The base DistilBERT model was pre-trained on the Wikipedia dataset across 104 languages, including Lithuanian. The case-sensitive model can differentiate between 'labai nepatiko' and 'LABAI nepatiko'.
For more architectural details refer to distilbert/distilbert-base-multilingual-cased model description.
Model Details
Model Description
- Developed by: Brigita Vileikytė
- Model type: Transformer-based language model
- Language(s) (NLP): fine-tuned for Lithuanian, pre-trained on 104 languages;
- License: Apache 2.0
- Finetuned from model: distilbert/distilbert-base-multilingual-cased
Bias, Risks, and Limitations
While the fine-tuned DistilBERT model shows promising results in classifying sentiments from Lithuanian reviews, it is important to be aware of potential biases and limitations:
Dataset Bias
- Imbalance in Sentiment Distribution: The dataset contains more positive reviews than negative or neutral ones. This imbalance can lead the model to perform better on positive sentiments and less accurately on neutral or negative ones.

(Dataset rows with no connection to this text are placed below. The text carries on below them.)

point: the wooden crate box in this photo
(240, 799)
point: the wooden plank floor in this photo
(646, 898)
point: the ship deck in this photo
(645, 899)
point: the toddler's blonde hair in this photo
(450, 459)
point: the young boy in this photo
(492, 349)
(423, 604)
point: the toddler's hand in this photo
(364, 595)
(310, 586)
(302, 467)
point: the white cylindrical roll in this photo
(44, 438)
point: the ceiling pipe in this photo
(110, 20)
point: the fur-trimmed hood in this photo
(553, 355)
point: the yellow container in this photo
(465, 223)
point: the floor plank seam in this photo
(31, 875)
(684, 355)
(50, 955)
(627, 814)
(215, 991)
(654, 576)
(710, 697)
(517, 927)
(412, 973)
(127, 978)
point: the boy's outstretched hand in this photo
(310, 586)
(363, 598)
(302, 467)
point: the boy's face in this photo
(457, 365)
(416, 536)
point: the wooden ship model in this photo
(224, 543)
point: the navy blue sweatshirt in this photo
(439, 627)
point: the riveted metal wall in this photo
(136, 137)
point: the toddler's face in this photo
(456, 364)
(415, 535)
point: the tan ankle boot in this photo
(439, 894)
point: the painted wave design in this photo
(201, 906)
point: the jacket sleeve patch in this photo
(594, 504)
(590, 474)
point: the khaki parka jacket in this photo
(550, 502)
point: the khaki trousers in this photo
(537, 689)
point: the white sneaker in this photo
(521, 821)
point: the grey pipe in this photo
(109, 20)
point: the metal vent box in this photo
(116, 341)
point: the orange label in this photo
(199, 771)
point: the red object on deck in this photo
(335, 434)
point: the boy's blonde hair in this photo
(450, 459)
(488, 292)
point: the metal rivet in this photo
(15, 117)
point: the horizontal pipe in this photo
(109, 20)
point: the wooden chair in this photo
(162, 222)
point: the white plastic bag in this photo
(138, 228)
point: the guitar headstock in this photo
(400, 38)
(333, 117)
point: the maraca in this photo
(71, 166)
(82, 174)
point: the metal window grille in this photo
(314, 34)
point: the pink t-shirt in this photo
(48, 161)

- Source Bias: Reviews were collected from specific sources (Pigu.lt, Atsiliepimai.lt, Google Maps). These sources may not represent the full spectrum of sentiments expressed across all Lithuanian internet domains.
Practical Considerations
- Interpretation of Sentiments: Sentiments are subjective, and the model's classification might not always align with human judgment. Users should consider the model's predictions as one of several tools for sentiment analysis.
- Updates and Maintenance: The model's performance may degrade as language usage evolves. Regular updates and retraining with new data can help maintain accuracy.
Training Details
Training Data
The dataset for fine-tuning the model was collected from three sources:
- Pigu.lt - 5993 reviews
- Atsiliepimai.lt - 3212 reviews
- Google Maps - 122795 reviews
The reviews were classified into five categories based on a 5-star rating system:
- 5 stars: Emotionally positive sentiment (Category 4)
- 4 stars: Rationally positive sentiment (Category 3)
- 3 stars: Neutral sentiment (Category 2)
- 2 stars: Rationally negative sentiment (Category 1)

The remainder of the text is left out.